The Green Burial Council is a great resource to boost your knowledge on green burials, certified green burial sites, the current green burial laws in North America, green burial costs, and general support when planning a green burial.
There are 3 types of green burial sites that comply with green burial laws in the UK and USA;
A hybrid burial ground is a regular cemetery or graveyard that allows both traditional burials and green burials. These cemeteries don’t require embalming and have a provision for the deceased to be buried in any type of container; including those required by green burial laws for example a biodegradable coffin, an eco-urn or a shroud.
In contrast, a natural burial ground is a place that is already a part of nature for example wildflower meadows, woodlands, or even parks. According to the Green Burial Council, the cemetery has to be designed, operated and maintained to produce a naturalistic appearance, based on the use of plants and materials native to the region, and patterns of landscape derived from and compatible with regional ecosystems. In addition, natural burial grounds must have a pesticide-free integrated pest management system.
This is a favorite for nature lovers as the green burial costs are cheaper and the deceased transitions into a “greener” afterlife.
In addition to meeting all the requirements for both hybrid burial grounds and natural burial grounds, conservation burial grounds are green burial sites that conserve land in a way that increases the conservation goals of an ecologically significant park, wildlife corridor, critical habitat area, or permanently protected open space.
Conservation burial grounds must also be owned by a government or non-profit conservation agency that is recognized by the Internal Revenue Service as a public charity and in business for at least five years.
There are two main benefits of green burials that everyone should be aware of:
Green burial sites in the USA and the UK are designed to minimize environmental impact. All green burial products are biodegradable and leave no trace of the deceased as they decompose and return to nature in a way that nourishes the natural landscape.
Due to the fact that green burials use much fewer resources, the average green burial cost in the UK and USA is significantly cheaper than the cost of a traditional burial. Green burials make a substantial difference for low income families and those that want a simple sendoff that includes being one with nature.
If you’re planning a green burial for a deceased loved one in the UK or USA, it is important to compare the green burial costs and packages from different service providers, before making the final decision.
In the UK, the average cost of a green burial can be between £300 and £3,000. Much depends on the type of green casket you choose, the green burial site where your loved one will be buried and any additional services such as floral tributes and transportation.
The UK currently has approximately 260 green burial sites across the country.
A green burial in the USA will cost between $1,000 and $4,000. These fees cover the green burial plot and interment of the body.
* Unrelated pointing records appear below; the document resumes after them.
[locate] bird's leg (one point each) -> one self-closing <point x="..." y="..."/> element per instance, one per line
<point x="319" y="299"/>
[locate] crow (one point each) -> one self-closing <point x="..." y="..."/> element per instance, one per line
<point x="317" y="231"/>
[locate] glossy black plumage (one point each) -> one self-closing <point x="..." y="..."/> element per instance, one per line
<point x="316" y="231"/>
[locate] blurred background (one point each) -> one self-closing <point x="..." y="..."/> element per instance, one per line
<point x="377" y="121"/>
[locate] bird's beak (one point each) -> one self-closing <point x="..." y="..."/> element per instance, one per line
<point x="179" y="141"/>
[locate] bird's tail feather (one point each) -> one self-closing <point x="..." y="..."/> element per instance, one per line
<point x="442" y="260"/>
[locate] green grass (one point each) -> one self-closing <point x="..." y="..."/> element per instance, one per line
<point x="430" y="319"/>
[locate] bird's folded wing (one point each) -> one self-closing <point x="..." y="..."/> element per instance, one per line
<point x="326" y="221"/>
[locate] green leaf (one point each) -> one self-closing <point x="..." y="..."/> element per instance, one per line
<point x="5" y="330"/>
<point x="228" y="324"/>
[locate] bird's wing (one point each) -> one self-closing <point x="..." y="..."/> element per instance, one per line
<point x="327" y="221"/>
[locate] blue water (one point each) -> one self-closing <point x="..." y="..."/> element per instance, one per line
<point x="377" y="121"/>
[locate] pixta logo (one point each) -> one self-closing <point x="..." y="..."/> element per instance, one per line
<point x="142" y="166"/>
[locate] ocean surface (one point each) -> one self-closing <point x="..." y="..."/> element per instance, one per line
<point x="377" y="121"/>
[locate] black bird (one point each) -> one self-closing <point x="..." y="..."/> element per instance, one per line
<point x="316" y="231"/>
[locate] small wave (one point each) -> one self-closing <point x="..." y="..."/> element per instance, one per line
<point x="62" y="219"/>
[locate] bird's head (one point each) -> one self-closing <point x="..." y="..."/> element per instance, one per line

A grave site and interment for cremated remains costs roughly $200 to $1,000. Both options may require a one-off fee for burial site maintenance.
The opportunities to become one with nature are limitless when it comes to green burials. One of the most unique options is creating a memorial garden at home, so that the deceased can be buried close by. In the UK, burying a relative on land you own is permitted as long as the death is registered officially and a medical professional signs off on the cause.